GSA Annual Meeting in Phoenix, Arizona, USA - 2019

Paper No. 242-12
Presentation Time: 11:05 AM


CHELLE-MICHOU, Cyril, Department of Earth Sciences, ETH Zurich, Clausiusstrasse 25, Zurich, 8092, Switzerland

Porphyry copper systems result from the focused discharge of magmatic fluids into upper crustal lithologies. Despite their formation shares similar chemical processes, the contained amount of metals in this class of deposits ranges over four orders of magnitude. This suggests that physical processes, and notably the mass and heat transfers, may play a critical and underexplored role in controlling the metal endowment of these deposits. In fossil systems, quantifying the timescale of porphyry formation may be one of the few method capable of informing us about such essential mass and heat fluxes.

In situ zircon U-Pb data (LA-ICPMS, SIMS) on magmatic rocks bracketing the mineralization have often yielded timescales on the order of 0.X–2 Myr. This has been initially interpreted as reflecting the superimposition of multiple magmatic-hydrothermal events as a key process for the formation of giant porphyry copper deposits. However, such timescales are of comparable magnitude as the accuracy of the analytical methods used. This suggests that conclusions not accounting for this external source of uncertainty might be fallacious.

Over the last decade, state-of-the-art zircon dating by CA-ID-TIMS has provided data both more accurate and precise by one order of magnitude. So far, only a handful of deposits have been dated at the permil precision level using this method. These data reveal that porphyry copper deposits would rather form in few kyr to 10s of kyr. Such timescales are consistent with numerical models that consider the emplacement and degassing of few tenth of km3 of magma in the upper crust.

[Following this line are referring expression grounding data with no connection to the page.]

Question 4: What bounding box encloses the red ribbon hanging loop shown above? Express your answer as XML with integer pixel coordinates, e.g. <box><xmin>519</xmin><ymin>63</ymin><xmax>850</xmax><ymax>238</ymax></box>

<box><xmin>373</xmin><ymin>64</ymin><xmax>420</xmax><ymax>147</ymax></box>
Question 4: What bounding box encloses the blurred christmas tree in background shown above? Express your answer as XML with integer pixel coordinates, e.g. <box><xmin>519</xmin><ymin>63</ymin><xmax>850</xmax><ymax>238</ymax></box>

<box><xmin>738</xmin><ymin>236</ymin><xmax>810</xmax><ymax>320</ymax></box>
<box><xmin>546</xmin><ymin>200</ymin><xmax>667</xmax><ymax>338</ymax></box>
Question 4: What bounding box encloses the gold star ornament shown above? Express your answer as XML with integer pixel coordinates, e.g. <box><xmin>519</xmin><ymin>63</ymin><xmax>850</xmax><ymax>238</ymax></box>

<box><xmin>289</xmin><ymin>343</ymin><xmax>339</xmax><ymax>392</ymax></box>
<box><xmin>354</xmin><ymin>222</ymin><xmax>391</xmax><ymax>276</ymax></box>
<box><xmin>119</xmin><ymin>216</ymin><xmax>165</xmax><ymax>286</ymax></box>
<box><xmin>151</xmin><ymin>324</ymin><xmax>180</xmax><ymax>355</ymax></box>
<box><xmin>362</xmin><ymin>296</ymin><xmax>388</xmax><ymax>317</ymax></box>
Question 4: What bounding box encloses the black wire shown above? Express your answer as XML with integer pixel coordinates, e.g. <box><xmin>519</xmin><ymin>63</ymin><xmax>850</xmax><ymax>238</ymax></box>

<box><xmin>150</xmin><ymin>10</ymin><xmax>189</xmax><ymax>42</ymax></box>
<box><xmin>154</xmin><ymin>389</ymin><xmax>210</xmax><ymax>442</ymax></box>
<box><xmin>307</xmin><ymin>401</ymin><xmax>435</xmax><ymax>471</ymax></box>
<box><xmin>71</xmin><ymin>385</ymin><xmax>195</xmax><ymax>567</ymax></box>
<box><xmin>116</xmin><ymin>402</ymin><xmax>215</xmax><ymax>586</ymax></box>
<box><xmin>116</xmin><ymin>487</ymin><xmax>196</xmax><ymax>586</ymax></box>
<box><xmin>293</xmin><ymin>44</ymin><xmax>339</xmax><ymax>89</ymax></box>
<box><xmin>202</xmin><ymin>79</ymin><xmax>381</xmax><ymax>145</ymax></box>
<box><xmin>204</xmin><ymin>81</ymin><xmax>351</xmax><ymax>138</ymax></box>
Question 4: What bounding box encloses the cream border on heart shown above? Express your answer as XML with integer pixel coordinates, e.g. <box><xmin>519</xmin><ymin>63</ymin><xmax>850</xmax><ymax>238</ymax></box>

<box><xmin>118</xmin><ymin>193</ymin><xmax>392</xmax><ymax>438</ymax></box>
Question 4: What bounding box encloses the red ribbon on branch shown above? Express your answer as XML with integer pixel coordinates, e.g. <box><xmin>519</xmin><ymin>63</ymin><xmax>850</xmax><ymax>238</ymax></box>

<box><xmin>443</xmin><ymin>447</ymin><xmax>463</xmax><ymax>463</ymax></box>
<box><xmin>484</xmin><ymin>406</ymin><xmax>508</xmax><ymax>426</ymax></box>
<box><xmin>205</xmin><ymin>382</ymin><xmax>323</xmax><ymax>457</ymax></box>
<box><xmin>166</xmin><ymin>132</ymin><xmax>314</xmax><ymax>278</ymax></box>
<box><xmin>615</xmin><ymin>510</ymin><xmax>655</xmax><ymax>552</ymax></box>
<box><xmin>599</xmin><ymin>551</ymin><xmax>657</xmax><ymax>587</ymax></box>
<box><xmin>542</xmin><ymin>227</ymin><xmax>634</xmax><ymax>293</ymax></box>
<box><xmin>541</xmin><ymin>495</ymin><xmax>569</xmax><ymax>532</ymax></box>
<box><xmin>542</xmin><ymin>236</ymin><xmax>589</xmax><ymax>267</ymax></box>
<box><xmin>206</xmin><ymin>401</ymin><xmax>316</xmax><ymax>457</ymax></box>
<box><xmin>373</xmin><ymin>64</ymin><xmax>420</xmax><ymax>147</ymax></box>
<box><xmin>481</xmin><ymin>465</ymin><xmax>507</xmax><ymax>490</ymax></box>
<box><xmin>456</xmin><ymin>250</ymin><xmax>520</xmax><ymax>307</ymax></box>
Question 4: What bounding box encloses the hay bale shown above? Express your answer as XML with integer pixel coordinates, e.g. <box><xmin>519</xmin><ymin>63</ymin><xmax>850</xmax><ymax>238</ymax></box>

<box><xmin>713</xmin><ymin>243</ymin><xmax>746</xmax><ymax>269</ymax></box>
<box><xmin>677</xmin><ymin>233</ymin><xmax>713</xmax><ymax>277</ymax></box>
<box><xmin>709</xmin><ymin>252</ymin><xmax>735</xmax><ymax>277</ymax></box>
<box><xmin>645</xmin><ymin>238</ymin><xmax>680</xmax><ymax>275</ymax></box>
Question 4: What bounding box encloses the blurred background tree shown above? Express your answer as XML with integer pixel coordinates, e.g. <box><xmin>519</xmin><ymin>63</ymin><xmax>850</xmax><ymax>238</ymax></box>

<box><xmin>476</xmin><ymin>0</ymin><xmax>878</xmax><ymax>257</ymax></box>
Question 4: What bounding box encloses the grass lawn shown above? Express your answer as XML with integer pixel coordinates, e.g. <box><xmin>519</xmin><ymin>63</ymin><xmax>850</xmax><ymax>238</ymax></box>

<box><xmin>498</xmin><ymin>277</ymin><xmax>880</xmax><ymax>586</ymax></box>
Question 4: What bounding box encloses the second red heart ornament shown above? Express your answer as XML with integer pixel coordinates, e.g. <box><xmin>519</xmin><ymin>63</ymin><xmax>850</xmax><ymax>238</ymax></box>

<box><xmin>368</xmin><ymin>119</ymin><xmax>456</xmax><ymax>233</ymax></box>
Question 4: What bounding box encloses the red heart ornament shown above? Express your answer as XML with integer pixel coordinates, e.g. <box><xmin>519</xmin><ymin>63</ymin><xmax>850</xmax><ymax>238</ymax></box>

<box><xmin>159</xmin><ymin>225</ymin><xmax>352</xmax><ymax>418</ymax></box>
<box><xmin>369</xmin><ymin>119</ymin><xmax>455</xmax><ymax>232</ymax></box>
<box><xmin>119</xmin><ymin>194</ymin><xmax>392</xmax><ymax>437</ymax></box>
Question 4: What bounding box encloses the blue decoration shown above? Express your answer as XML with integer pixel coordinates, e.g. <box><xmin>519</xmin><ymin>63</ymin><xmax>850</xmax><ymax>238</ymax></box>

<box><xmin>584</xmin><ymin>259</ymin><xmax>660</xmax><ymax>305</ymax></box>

While this model is able to explain the formation of small to giant deposits (containing up to ~10 Mt of Cu), available low-precision geochronological data, observations, and numerical models on larger magmatic-hydrothermal systems suggest that behemoth deposits may form over more extended periods of time, potentially as a result of superimposed discrete magmatic-hydrothermal cycles. Yet, the link between duration, cyclicity and metal endowment of porphyry copper systems remains to be fully tested by careful high-precision and high-accuracy geochronology. When tamed, Time may show the way to some of the most precious mineral resources.